Jisung clicked his tongue, shaking his head. "Time is ticking, hyung," he said. 

Donghyuck snapped his head towards Jisung. "What do you mean?" 

"Huh? I mean, time is ticking, which means the ice cream's gonna melt," Jisung replied. He nodded and took a large bite from the cone. 

Donghyuck ate the ice cream as fast as he could until only the cone remained, with the rest of the melted ice cream a viscous pink lake inside of it. He peered heavenward, suddenly wondering about surging so high until the crest of his waves poke the sky open, reavealing something, anything. Jeno turned his head and glanced at him. 

Donghyuck glared. "You wanna fight?" he shouted.

Jeno paused, spun, and took a step downwards, pointing a finger at Donghyuck. Donghyuck dipped his head forward in a bow. "Sorry!" he yelled. He knew what Jeno meant. 

Donghyuck and Jisung had already finished their ice cream cones when they reached the top. They were greeted by the smoky smell of grilled eel from one of the food stalls, and by Mark and Jeno waiting for them, who were both looking straight ahead over the concrete guardrail that stood just above their waists. Jisung stopped beside Jeno and obviously marveled at the view of the sea, the port, the grey image of a distant mountain and low-rise buildings. Jisung said, "Ah…imagine the moon's reflection on the ocean when it turned pink. They're going to look the same." He laid his hands on both cheeks then added, "Flushed." 

Under the four p.m. sky, the ocean glistened in grey, white, and pale blue, and Donghyuck thought it resembled a mackerel. He'd love to see the ocean with rosy cheeks. Donghyuck poked Jeno on the nape. Jeno looked over his shoulder. Donghyuck raised his eyebrows and darted his eyes from Jisung to Jeno, Jisung to Jeno, then pointed a thumb at the mini park behind him.

Jeno's mouth widened then he said, "I think I want some grilled eel." He grabbed Jisung by the elbow. "Jisung, I think they have carp bread over there."

"Carp bread in the summer?" Jisung's eyes brightened.

Jeno gave a shrug. "Why not." 

Mark turned around and watched Jeno dragged Jisung away. "They're selling carp bread today?" he wondered aloud. Crown of trees peeked behind the guardrail, and Mark's bangs wavered with their leaves in the subtle breeze. 

"Hyung," Donghyuck said

"Yeah?" Mark looked at him.

"Hyung," Donghyuck repeated.

"What's up?"

"Hyung."

Mark laughed. "What!"

Behind Mark the world shrank: fishing vessels at the port and vehicles on the road could be picked up in between the index finger and the thumb, the ocean and the faraway mountain held on the palm. Donghyuck was as small. He managed to say, "Let's meet here before sunset." His eyes roamed around even though everything was just the vastness of the sky. "Maybe…around seven?" He shrugged, to fling the nerves out of him. 

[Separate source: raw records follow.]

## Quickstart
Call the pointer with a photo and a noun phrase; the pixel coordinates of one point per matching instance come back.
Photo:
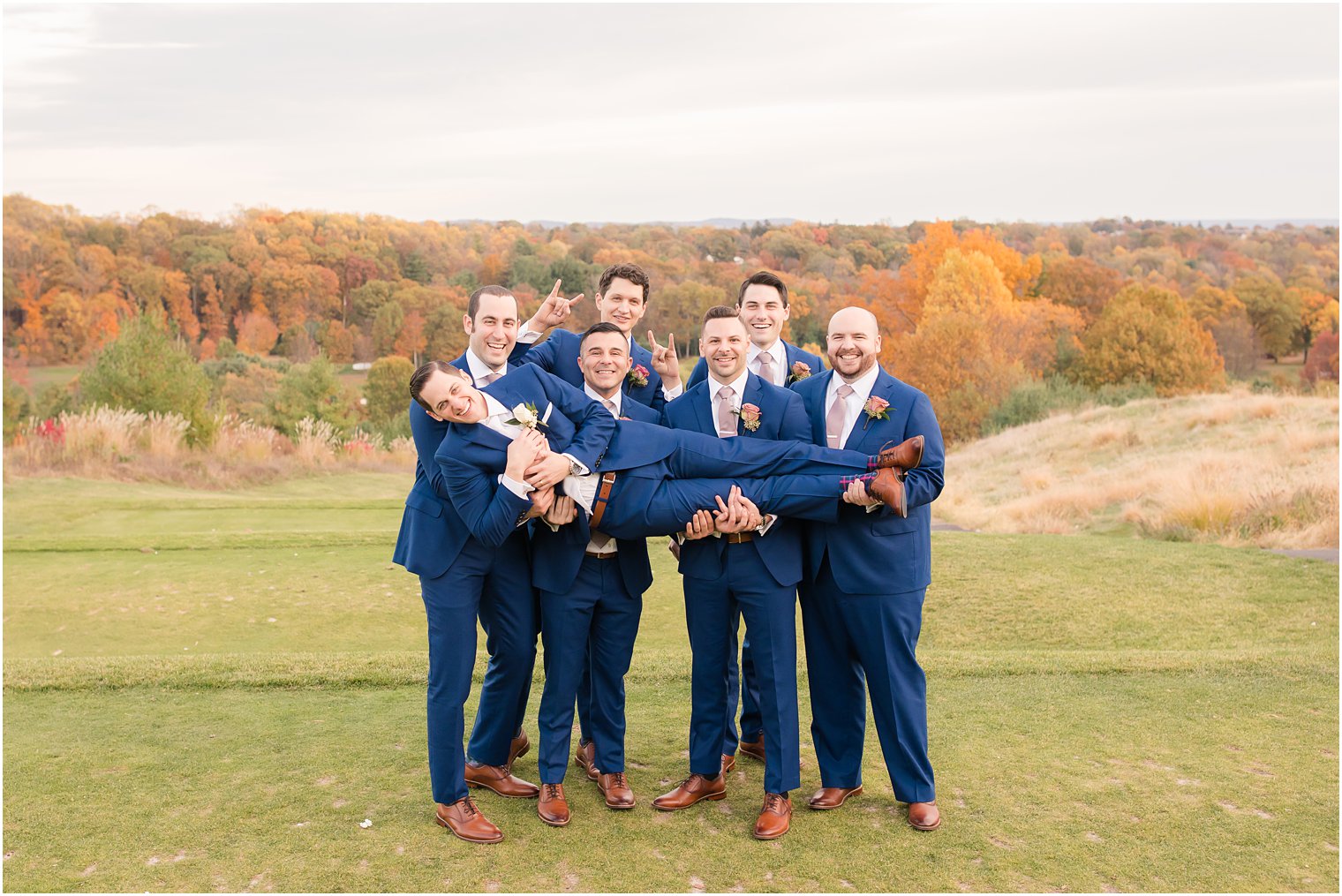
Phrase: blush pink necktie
(838, 412)
(727, 420)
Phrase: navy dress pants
(743, 691)
(494, 586)
(769, 611)
(593, 624)
(859, 644)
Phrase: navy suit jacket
(557, 557)
(560, 356)
(879, 553)
(433, 532)
(781, 416)
(795, 354)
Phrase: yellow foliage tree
(1146, 335)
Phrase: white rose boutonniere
(525, 416)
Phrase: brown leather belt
(603, 496)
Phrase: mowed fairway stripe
(399, 668)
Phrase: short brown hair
(720, 312)
(472, 305)
(426, 371)
(764, 278)
(631, 273)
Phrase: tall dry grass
(1233, 469)
(113, 443)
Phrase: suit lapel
(818, 408)
(883, 387)
(753, 396)
(704, 410)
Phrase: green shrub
(142, 371)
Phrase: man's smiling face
(623, 304)
(764, 312)
(604, 361)
(453, 399)
(494, 329)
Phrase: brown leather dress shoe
(585, 759)
(466, 821)
(520, 748)
(554, 808)
(690, 792)
(753, 748)
(833, 797)
(906, 455)
(890, 488)
(616, 790)
(501, 781)
(774, 817)
(924, 816)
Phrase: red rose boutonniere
(875, 410)
(749, 416)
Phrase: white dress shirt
(852, 405)
(779, 353)
(478, 369)
(738, 388)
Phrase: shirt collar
(861, 389)
(617, 399)
(738, 385)
(478, 369)
(494, 407)
(777, 351)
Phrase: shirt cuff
(521, 490)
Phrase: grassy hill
(1233, 469)
(209, 691)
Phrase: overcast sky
(622, 113)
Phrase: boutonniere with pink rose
(875, 410)
(749, 416)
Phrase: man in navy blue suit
(866, 580)
(461, 581)
(755, 575)
(622, 299)
(763, 305)
(632, 479)
(591, 599)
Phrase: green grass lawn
(211, 689)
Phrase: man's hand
(552, 312)
(665, 361)
(541, 501)
(856, 493)
(699, 526)
(545, 472)
(735, 514)
(562, 511)
(523, 452)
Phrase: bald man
(867, 576)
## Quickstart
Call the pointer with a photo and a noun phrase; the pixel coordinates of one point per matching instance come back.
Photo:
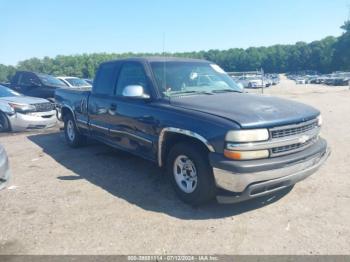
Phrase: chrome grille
(292, 131)
(292, 148)
(44, 107)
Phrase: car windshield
(50, 80)
(7, 92)
(179, 78)
(77, 82)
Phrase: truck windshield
(179, 78)
(50, 80)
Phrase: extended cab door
(101, 106)
(133, 124)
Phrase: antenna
(164, 65)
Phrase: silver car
(19, 112)
(4, 168)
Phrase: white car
(74, 82)
(19, 112)
(300, 81)
(251, 81)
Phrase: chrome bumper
(20, 122)
(251, 185)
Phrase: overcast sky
(38, 28)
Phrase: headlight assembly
(22, 108)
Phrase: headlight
(246, 155)
(319, 120)
(253, 135)
(22, 108)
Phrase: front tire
(73, 137)
(190, 173)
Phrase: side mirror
(241, 86)
(135, 91)
(34, 83)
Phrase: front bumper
(239, 186)
(21, 122)
(4, 169)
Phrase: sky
(39, 28)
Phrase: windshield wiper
(226, 90)
(190, 92)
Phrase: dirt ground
(96, 200)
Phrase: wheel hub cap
(185, 174)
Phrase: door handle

"Oh. Are we gonna watch the Pink Moon here?" Mark asked. 

Donghyuck shook his head, and then nodded. "Yeah? I guess. But it's just the two of us." 

"Why, why, why?" Mark squinted. "Dude, are you gonna prank me?"

"No!"

"I swear to god if you prank me—"

"I just said no!" Donghyuck interrupted. "I'm not gonna prank you."

They stared at each other for a quiet moment. Donghyuck could imagine his eyes as the ocean capturing everything overhead onto its mirror and overhead was just the exposed universe and the exposed universe was just Mark. 

"You look so serious right now," Mark said. "You're actually kinda scaring me. But okay. Alright. 7 p.m. Here."

"Thank you."

"But oh my god dude, if you end up pranking me—"








🌊











The combined length of every coastline there was in the Earth, that was how long Donghyuck had had feelings for Mark, and half of it (or more than half of it) was all of the time he had wasted escaping a confession, like he was swimming and swimming away from the shore. 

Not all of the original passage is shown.